Çalışan insanlara, dinlenmek şart olduğu gibi, yemek yiyen insanlara da perhiz şarttır. Perhiz, mideyi dinlendirmek ve bağışıklık sistemini korumak içindir.

 

Zevklerini sadece boğazdan, yiyecek, içecekten alanlar; yer, içer, yediklerinin verdiği tahrikle cinsel ilişkilerde bulunurlar. Böyle zevkler kısırdır, sahibini de kısa ömürlü yapar. Onlarınki basit bir yaşantı, kısa ömürlü bir hayattır. Hâlbuki insana bu âlemden başka, çok daha uzun ömürlü, çok daha manalı, zevkli hayat sunulmuştur.

 

Hayatı kullanmayı bilmelidir!

 

İnsanların sahip olduğu şeyleri muhafaza etmesi, iyi kullanması, sahip olmadığı şeyler için de üzülmemesi, hayatı iyi bilmelerindendir, hayatı kullanmalarındandır yoksa hayat onları kullanır, haşat eder.

 

İnsanlar boyuna söylemek ister, boyuna öneride bulunur. Ama hiç dinlemek istemez ve ders almak istemezler. Böylece kendilerini ihmal ederler.

 

Bir insanı iyi işlerinden dolayı kutsamak, hatalarından dolayı bağışlamak, kâmil insanın işi ve davranışıdır. Kâmil bir insanın böyle bir davranışı, o insanı da kemâle götürür. Herhangi bir meziyeti, iyi bir işi olmayanı da övmek, onu kandırmaktır, yalandır, riyadır, ona kötülüktür.

Bu da asla insana yakışmaz, insani bir davranış değildir.

 

Latif gökte yoğun kuşlar uçarlar, karga da, şahin de göçmen kuşlar da uçarlar. Daha aşağılarda da sinekler, tatarcıklaruçarlar.

 

Hayat olaylar silsilesidir.

Hayat, olaylar silsilesidir. Yapılması gereken şeyler meydana gelir, ilâhi sistemin, sistemi geçerlidir. İlâhi sistemde her şey aşikârdır, gizleyen sensin. Allah’ın aşikâr kıldığı yerlerde, gizli gizli, sinsi sinsi dolaşıp, senin (kendini) gizlemeye çalışman, aptallıktır!

 

Aptalları övmek, onlara en büyük fenalıktır.
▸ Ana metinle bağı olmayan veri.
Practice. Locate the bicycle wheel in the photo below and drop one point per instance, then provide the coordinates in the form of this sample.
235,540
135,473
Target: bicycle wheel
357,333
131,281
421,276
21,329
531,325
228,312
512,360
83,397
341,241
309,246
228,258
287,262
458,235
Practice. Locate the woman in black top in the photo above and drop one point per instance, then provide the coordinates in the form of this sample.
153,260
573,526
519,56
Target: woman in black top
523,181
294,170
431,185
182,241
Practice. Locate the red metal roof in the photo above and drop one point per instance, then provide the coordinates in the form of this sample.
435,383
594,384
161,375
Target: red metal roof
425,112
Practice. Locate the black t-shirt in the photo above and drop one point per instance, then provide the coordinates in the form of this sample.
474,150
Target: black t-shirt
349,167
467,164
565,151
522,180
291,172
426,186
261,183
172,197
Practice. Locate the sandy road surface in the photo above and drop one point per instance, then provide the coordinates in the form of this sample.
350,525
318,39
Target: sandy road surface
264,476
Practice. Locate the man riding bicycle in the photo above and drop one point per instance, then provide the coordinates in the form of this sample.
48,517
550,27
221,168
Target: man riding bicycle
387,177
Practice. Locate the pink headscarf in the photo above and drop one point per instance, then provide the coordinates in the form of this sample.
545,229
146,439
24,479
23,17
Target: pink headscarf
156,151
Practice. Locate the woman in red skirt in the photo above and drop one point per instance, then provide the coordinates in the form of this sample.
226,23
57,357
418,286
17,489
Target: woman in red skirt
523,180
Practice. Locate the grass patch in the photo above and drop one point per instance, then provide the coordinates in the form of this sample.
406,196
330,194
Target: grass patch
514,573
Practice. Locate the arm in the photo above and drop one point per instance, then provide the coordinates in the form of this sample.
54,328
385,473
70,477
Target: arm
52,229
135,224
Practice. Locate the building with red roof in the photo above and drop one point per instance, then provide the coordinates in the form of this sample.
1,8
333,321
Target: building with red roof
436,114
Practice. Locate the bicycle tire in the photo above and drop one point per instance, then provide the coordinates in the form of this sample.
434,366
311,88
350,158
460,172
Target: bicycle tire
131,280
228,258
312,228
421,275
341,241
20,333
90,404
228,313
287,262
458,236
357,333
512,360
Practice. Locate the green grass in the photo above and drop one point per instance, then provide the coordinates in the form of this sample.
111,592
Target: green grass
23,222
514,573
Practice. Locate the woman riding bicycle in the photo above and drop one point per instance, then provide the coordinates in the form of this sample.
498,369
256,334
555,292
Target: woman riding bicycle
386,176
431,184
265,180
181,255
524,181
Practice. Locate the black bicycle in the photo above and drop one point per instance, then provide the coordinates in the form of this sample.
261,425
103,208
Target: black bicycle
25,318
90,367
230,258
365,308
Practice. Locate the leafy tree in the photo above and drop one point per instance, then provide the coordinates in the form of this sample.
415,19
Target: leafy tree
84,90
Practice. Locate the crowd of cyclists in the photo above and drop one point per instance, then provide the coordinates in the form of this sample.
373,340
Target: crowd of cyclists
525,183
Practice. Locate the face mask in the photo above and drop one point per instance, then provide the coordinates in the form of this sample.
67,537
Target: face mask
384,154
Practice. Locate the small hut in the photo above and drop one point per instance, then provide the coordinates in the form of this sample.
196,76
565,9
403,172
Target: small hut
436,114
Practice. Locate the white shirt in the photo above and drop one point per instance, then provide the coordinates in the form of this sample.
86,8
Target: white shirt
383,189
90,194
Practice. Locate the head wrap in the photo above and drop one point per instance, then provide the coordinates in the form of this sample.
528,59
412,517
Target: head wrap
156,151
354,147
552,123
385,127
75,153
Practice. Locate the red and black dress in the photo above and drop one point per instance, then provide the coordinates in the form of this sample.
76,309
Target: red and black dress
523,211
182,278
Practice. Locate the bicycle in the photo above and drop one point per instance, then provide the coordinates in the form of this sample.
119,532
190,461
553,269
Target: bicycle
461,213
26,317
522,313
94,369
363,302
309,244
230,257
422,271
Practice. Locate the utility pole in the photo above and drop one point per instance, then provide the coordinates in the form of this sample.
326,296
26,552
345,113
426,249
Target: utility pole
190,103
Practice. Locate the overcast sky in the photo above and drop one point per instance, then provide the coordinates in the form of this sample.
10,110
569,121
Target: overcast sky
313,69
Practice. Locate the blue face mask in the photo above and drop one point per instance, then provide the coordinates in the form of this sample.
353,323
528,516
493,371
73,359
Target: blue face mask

Övgüyü anlamaman, okşanmayı sevmenden ileri geliyor.

 

Akrabalık iyidir ama…

 

Size, ana ve babanızı veren şimdi de size kocanızı ve karınızı verdi. Onları unutmayın. Ama yeni verilenleri de ileri tutun. Onlar mazi yeni verilenler ati, istikbaldir.

 

Akrabalık, tabii şecereden gelen dostluklardır. Ama bunlar, herkesten daha fazla, yararlanma peşinde olurlar. Aradıklarını elde edemedikleri zaman da, en büyük düşmanlığı da bunlar yaparlar. (Akrabanın akrabaya, akrep etmez ettiğini).

 

Veciz sözler

 

Fikirde birlik, eyleme geçmezse manasızdır, faydasızdır!

 

Allah, denizin dibinde dahi inci, mercan sergiler. İnsan da, denizi, deryayı kirletmekten çekinmez!

 

Psikolojisi bozuk olan hastalar, psikiyatrist olan sağlardan yani doktorlardan daha lüzumludurlar!